Eine besonders intensive, schöne und höchst emotionale Erfahrung war für mich, als ich bei einer traditionellen Zeremonie mit Teilen der Familie draußen in der Wüste inmitten des Reservates dabei sein durfte. Eine ganze Nacht im Tipi , gefüllt mit Gesängen und Gebeten und den Teachings der Ältesten – mit der Bitte um Schutz für Julies Sohn und meinen gleichaltrigen Navajo-Bruder Sean, der bei den Marines ist und in den nächsten Tagen eine neunmonatige Mission in Afghanistan antreten muss. Ein starkes Ritual, wenn sich ca. 25 anwesende Menschen mitsamt ihrem gemeinsamen und jeweiligen geistigen Umfeld im zeremoniellen Rahmen unterstützend hinter ein Familienmitglied stellen. Jeder bringt durch sein Durchhalten in der anstrengenden Zeremonie und den Verzicht auf den Schlaf einer Nacht sein persönliches kleines Opfer und im gemeinsamen Gebet aktiviert man die Kräfte für ein Anliegen – in diesem Fall den Schutz und die Hilfe für Sean. Mögen die guten Geister mit ihm und seiner Familie sein. Die Zeremonie hat auch auf mich persönlich eine sehr starke und heilsame Wirkung gehabt, die gute Energie hat angehalten und lässt sich auch Wochen danach noch unmittelbar aktivieren. Wer ein Gefühl für die Klangkulisse im Zelt bekommen will: das hier zum Beispiel kommt meiner Erinnerung recht nahe: http://www.youtube.com/watch?v=-r3rRbaxlIE Es war eine unvergessliche und starke Erfahrung und für mich als einziger anwesender Weißer eine große Ehre bei dieser Zeremonie dabei sein zu dürfen – das wurde mir auch so klar gemacht. Und tatsächlich vergehen sich im Fall dieser speziellen Zeremonien beide Seiten gegen das Gesetz und können auch streng dafür bestraft werden, wenn Nichtindianer zur Teilnahme an der Zeremonie eingelassen werden. Das habe ich aber erst nachträglich erfahren. Danke umso mehr und ich wäre jederzeit wieder dabei, wenn sich eine Einladung ergeben würde.

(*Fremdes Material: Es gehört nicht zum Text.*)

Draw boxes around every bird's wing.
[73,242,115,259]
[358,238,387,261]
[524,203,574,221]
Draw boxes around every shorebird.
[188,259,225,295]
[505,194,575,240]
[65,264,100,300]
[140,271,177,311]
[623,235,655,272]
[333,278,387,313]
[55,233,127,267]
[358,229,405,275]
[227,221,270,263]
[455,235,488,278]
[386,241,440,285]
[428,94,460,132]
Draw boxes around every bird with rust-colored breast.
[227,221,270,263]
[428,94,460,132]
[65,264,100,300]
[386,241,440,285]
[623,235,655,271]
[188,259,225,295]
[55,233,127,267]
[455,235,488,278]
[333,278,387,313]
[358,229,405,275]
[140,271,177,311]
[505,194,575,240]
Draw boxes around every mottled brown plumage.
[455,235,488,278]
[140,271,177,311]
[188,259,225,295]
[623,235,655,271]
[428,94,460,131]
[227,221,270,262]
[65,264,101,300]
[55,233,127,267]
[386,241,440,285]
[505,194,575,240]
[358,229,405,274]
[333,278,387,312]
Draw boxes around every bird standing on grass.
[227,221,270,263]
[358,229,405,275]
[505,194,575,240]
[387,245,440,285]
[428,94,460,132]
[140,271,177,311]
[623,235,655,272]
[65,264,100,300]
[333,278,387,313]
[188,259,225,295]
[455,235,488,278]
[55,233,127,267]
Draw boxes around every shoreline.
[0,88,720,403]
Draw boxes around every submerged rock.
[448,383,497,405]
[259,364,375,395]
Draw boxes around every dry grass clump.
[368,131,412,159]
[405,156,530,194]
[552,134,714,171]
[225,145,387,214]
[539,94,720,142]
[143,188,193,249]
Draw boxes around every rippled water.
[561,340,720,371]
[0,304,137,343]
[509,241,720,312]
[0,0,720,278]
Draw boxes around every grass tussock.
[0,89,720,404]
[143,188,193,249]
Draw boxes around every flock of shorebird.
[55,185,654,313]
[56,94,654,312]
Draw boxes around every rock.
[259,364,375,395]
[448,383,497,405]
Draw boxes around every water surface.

Am letzten Tag in Gallup bin ich noch mit Seans Schwester Jamey zum Pfeilspitzensuchen in die Wüste gegangen. Es gibt einen Platz (wohl Schauplatz einer lange vergangenen kriegerischen Auseinandersetzung), wo man mit besonders viel Glück im Wüstensand uralte, von Hand gemachte Pfeilspitzen aus Feuerstein finden kann. Wir waren sehr glücklich und haben zwei Spitzen gefunden. Die Anzahl sowie die Kombination von Form und Farbe der gefundenen Spitzen lassen sich von eingeweihten Menschen deuten, und so haben wir von Julies Schwester danach eine kleine Interpretation unseres Fundes bekommen. Die Pfeilspitzen durfte ich als Geschenk mitnehmen und sie begleiten mich jetzt auf meiner Reise und schenken mir viel Kraft und Freude. Ein schönes Andenken an eine schöne Zeit. Danke Jamey.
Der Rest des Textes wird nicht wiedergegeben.